After winning the 2016 Start in Cosmetic contest, I envisioned several tracks, including vegan. But by comparing its interest and the eco-responsible dimension, I am convinced that the great challenge of tomorrow remains the plastic - even if I understand the stakes of the animal cause. I have 3 kids, so I wonder what we will do in 30 years. I think our generation has this responsibility. Plastic is a drama that pollutes 83% of the world's waters. The angle of attack was to create a revolution by making cosmetics differently, on our scale and keeping our course in terms of commitment and authenticity. The heart of the project is this more pointed vision to say that we stop this bazaar that was set up after the second world war with the mass industries where the more plastic we put, the better because is fast and cheap. I could not sell dreams with a nightmare behind. We are an informed society today, demanding too. Doing things right also means respecting the people who make them, creating a value chain.

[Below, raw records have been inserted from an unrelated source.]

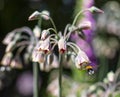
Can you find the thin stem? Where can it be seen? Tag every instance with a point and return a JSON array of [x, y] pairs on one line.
[[60, 75], [35, 79], [82, 11]]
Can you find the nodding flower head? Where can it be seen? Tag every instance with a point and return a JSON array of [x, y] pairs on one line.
[[45, 34], [9, 37], [35, 15], [81, 60], [37, 31], [94, 9], [7, 58], [38, 56], [62, 45], [45, 15], [45, 46], [16, 63]]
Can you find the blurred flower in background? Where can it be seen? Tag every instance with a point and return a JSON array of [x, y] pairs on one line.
[[107, 40], [24, 84], [110, 87]]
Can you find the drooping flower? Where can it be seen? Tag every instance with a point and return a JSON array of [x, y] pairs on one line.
[[35, 15], [62, 45], [16, 62], [45, 46], [7, 59], [45, 14], [81, 60], [44, 34]]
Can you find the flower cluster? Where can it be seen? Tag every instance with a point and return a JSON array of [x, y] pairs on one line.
[[39, 45]]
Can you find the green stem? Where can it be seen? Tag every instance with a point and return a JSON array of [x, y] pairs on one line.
[[35, 79], [60, 75]]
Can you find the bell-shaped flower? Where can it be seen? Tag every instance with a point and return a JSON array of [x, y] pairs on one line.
[[45, 46], [35, 15], [94, 9], [62, 45], [81, 60], [16, 63], [85, 25], [37, 31], [45, 15], [45, 34], [8, 38], [10, 46], [38, 56], [7, 58]]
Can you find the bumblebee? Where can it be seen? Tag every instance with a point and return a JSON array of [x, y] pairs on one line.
[[89, 69]]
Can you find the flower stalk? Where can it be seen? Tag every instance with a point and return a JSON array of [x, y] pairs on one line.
[[35, 80], [60, 75]]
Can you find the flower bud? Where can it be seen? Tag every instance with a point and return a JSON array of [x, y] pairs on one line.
[[16, 63], [10, 46], [62, 45], [45, 34], [38, 56], [81, 60], [85, 25], [34, 16], [45, 15], [37, 31], [45, 46], [6, 59], [94, 9], [110, 76]]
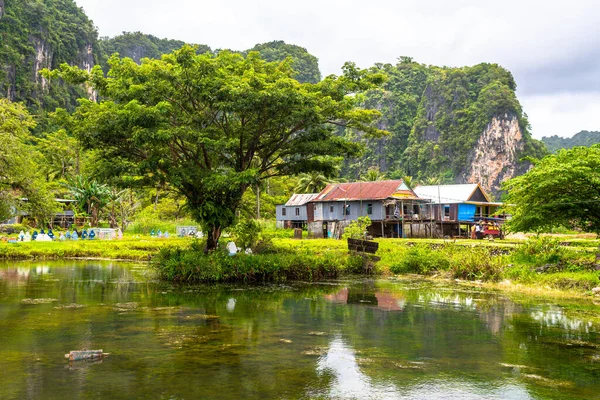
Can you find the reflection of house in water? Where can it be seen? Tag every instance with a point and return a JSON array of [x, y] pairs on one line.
[[382, 300], [496, 316]]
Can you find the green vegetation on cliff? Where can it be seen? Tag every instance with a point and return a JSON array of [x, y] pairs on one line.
[[137, 45], [43, 34], [305, 64], [583, 138], [436, 115]]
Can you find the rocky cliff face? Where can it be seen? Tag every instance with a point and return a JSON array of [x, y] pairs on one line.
[[38, 35], [495, 157]]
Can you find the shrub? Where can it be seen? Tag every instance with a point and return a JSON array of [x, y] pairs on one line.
[[540, 251], [420, 259], [357, 228], [246, 233], [477, 263]]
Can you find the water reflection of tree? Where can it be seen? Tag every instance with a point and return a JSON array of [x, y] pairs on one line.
[[224, 341]]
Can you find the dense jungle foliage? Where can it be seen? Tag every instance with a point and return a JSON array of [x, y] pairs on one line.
[[43, 34], [434, 115], [583, 138]]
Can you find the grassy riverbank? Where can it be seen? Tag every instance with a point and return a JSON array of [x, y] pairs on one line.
[[138, 249], [548, 262]]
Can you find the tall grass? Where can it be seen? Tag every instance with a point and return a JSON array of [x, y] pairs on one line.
[[192, 265]]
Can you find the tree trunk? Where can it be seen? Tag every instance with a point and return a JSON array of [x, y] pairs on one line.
[[156, 199], [212, 239], [257, 202]]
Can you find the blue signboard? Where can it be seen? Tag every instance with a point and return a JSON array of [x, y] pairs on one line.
[[466, 212]]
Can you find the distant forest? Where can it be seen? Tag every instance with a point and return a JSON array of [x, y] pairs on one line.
[[583, 138]]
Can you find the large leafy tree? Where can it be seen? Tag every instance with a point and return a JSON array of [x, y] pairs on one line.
[[19, 173], [213, 125], [561, 190]]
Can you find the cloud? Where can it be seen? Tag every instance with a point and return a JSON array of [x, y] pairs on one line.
[[552, 47]]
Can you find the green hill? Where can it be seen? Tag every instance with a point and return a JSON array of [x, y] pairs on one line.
[[583, 138]]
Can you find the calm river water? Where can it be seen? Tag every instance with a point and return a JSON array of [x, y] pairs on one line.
[[359, 339]]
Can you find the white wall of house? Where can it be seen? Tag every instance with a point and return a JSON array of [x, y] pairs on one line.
[[335, 210], [292, 213]]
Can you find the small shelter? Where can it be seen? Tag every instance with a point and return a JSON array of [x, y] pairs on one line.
[[394, 209], [456, 205], [294, 213]]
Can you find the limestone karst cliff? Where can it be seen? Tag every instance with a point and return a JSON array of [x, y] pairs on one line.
[[38, 35], [495, 157], [449, 125]]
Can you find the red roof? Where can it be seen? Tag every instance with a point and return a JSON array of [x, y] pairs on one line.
[[377, 190]]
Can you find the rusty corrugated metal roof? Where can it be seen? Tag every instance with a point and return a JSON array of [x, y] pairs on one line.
[[300, 199], [377, 190], [455, 193]]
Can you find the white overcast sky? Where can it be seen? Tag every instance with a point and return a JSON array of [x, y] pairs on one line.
[[551, 47]]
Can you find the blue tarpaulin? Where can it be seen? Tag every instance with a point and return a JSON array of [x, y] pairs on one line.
[[466, 212]]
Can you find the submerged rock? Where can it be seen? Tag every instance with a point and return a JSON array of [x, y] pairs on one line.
[[38, 301]]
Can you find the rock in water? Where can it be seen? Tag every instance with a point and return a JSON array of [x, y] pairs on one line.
[[77, 355]]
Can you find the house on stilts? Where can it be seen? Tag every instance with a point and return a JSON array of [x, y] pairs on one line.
[[392, 206], [457, 208]]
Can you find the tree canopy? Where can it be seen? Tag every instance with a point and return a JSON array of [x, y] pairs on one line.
[[19, 176], [561, 190], [583, 138], [305, 64], [213, 125]]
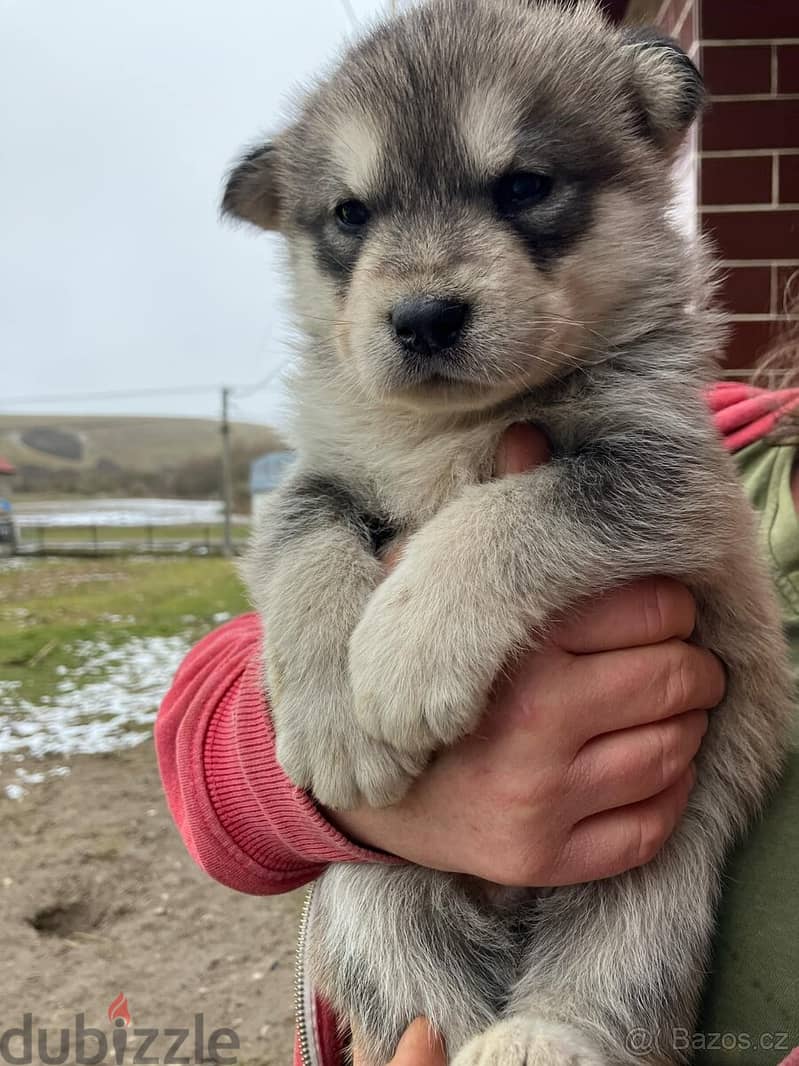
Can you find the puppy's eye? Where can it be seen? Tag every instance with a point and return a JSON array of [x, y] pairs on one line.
[[352, 214], [520, 190]]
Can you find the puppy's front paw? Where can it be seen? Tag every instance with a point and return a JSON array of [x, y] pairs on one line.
[[531, 1042], [416, 683], [342, 766]]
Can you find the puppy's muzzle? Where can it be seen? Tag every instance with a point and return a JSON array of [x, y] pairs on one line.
[[425, 325]]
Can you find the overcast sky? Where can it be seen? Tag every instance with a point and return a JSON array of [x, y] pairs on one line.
[[118, 119]]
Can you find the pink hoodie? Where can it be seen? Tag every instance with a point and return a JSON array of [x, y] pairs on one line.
[[240, 817]]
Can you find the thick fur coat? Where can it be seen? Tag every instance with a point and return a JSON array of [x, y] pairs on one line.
[[475, 203]]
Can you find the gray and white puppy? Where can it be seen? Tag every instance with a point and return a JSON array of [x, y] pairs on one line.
[[475, 205]]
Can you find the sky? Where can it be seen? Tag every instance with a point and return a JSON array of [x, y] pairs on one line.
[[119, 118]]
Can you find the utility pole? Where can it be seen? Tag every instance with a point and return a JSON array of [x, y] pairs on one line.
[[227, 474]]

Why call the brand a "make-up house"?
Our philosophy is to take great care in every last detail, to give meaning and create an attachment to people, be they our customer, our producers or our staff. For La Bouche Rouge, we have the will to do things well and also respect tradition. I want to invent the future of tradition, which doesn't mean throwing away everything that we learn in the past. It's about being nurtured by it, to appreciate it and therefore give tradition more strength and meaning. I think that's what customers are looking for in luxury. The future of tradition is about taking care not to do just anything and everything. Before using a logo or a brand, using the know-how. Looking at the product but also at how it is made. There has long been a trend of covering up the reality [of the cosmetic industry].

For example?
Take the styrax that we use in our lip balms. It's a sap that is harvested in the Laotian highlands and that can't be found in France. It's used in high-end perfumery. It was important for us to be involved in local initiatives that invest in the community-creating clean sanitary installations, educational programs-because it was unthinkable for me to exploit poverty under the pretense that our ingredients come from afar. In this too, it has to be high quality but also have real benefits to anyone who touches it, from producer to end-consumer. We're also a "house" because it's a human experience. I started on my own; then we were three, four and now six… Some left cushy jobs to join the company. We have a workshop in Paris. What makes me happy is having created a growing company.

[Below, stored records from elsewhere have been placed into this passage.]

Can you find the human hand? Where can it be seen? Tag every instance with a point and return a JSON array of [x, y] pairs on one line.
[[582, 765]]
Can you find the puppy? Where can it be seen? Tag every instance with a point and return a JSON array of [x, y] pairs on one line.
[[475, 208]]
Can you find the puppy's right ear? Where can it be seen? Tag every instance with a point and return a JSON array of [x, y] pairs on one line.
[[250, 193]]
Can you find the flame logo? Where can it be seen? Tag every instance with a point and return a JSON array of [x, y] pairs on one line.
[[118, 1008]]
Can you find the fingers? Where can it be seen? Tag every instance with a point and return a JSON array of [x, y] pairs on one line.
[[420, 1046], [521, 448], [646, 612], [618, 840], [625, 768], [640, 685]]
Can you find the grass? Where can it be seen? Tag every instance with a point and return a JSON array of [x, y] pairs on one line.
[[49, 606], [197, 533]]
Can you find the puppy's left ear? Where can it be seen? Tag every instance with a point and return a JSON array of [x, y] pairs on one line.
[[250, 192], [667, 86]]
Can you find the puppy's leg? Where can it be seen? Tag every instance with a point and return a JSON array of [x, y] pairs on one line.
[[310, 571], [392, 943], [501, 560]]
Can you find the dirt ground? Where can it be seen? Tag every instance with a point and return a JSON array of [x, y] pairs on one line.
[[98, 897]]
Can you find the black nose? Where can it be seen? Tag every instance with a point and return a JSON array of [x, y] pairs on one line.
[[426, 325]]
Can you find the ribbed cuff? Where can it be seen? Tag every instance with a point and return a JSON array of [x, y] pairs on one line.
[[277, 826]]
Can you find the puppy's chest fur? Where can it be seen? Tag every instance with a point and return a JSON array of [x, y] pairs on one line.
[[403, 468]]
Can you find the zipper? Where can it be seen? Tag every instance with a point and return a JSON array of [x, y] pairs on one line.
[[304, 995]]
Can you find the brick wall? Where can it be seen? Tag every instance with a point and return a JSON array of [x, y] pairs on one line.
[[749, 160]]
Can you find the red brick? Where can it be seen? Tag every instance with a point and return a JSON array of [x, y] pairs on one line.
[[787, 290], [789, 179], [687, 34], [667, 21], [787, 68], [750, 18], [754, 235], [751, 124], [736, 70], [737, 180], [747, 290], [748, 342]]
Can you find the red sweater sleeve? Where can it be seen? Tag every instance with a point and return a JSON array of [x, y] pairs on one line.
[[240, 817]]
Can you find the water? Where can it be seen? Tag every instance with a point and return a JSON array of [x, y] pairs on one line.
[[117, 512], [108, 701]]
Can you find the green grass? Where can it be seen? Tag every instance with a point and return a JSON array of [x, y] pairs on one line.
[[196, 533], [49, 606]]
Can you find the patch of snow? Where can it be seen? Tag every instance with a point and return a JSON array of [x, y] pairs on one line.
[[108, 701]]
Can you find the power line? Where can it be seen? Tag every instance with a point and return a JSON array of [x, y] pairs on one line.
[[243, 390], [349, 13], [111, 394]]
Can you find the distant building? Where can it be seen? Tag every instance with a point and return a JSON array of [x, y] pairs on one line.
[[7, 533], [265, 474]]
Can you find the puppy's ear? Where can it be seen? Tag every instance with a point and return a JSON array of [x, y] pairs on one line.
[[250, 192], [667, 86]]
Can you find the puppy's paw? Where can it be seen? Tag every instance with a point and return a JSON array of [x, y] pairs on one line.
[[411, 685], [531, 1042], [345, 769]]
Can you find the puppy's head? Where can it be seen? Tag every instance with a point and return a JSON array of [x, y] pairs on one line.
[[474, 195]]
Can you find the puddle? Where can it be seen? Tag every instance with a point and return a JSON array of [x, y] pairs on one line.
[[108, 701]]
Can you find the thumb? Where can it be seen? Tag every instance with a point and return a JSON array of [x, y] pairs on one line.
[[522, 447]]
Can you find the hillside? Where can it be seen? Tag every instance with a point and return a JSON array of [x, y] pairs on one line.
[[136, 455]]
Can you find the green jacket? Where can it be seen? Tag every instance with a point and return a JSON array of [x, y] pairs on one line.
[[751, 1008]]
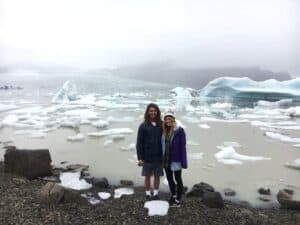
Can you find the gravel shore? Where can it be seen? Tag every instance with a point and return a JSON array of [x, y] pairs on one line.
[[20, 204]]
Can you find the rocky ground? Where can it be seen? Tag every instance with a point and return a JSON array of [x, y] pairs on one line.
[[20, 204]]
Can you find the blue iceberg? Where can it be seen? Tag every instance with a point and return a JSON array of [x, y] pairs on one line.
[[246, 89]]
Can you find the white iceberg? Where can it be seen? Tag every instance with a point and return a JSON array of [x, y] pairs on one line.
[[114, 131], [67, 93], [245, 88], [157, 207], [228, 155], [123, 191], [204, 126], [104, 195], [130, 147], [183, 98], [282, 137], [71, 180], [101, 124], [6, 107], [77, 137]]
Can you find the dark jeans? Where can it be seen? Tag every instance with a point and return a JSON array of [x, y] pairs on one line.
[[172, 185]]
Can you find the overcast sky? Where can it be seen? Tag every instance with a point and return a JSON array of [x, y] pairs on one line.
[[202, 33]]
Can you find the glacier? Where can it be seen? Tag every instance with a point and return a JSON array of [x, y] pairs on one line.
[[229, 88]]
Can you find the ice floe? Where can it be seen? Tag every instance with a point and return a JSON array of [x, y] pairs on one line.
[[157, 207], [282, 137], [204, 126], [228, 155], [130, 147], [6, 107], [107, 142], [114, 131], [123, 191], [101, 124], [77, 137], [71, 180], [196, 155], [104, 195], [67, 93]]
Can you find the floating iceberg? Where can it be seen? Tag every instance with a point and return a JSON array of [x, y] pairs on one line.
[[245, 88], [114, 131], [67, 93], [228, 155], [183, 98]]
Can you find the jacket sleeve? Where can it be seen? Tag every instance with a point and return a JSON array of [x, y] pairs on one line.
[[140, 142], [183, 149]]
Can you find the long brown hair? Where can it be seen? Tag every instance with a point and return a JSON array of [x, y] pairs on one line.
[[168, 131], [158, 116]]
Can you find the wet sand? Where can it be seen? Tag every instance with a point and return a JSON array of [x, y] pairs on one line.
[[116, 164]]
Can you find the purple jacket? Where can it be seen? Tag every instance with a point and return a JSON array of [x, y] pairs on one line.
[[178, 147]]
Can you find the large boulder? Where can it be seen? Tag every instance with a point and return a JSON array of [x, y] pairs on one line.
[[198, 190], [213, 200], [286, 201], [28, 163]]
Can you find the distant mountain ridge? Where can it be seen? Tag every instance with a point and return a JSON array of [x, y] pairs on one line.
[[195, 77]]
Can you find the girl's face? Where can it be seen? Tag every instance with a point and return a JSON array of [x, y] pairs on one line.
[[169, 121], [152, 112]]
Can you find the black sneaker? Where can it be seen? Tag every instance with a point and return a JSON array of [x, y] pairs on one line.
[[174, 202], [155, 197], [148, 198]]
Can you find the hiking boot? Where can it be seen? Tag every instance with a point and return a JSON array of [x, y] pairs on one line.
[[155, 197], [148, 198]]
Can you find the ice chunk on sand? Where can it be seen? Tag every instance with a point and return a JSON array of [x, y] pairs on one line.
[[101, 124], [228, 155], [114, 131], [123, 191], [281, 137], [104, 195], [77, 137], [67, 93], [130, 147], [71, 180], [157, 207]]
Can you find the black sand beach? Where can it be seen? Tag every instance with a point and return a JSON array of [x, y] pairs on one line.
[[20, 204]]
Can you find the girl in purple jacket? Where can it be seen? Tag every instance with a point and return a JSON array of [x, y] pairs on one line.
[[174, 160]]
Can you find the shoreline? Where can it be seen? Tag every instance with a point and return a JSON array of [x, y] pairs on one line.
[[20, 204]]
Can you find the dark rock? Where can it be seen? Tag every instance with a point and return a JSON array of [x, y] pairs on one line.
[[77, 167], [289, 191], [286, 201], [199, 189], [52, 193], [229, 192], [126, 182], [213, 200], [28, 163], [72, 196], [264, 191], [264, 199]]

What is on the cards for 2019?
We are launching a custom color service, including an application that will scan an object, or a photo to match the chosen color, satin matte. Thanks to a particular and patented technology, we can create customized colors on demand. We do not give ourselves any limits today, and we do not refrain from thinking more widely about the development of other rechargeable objects, how will develop this make-up house. The only red line we will ever cross is plastic.

This interview has been edited and condensed.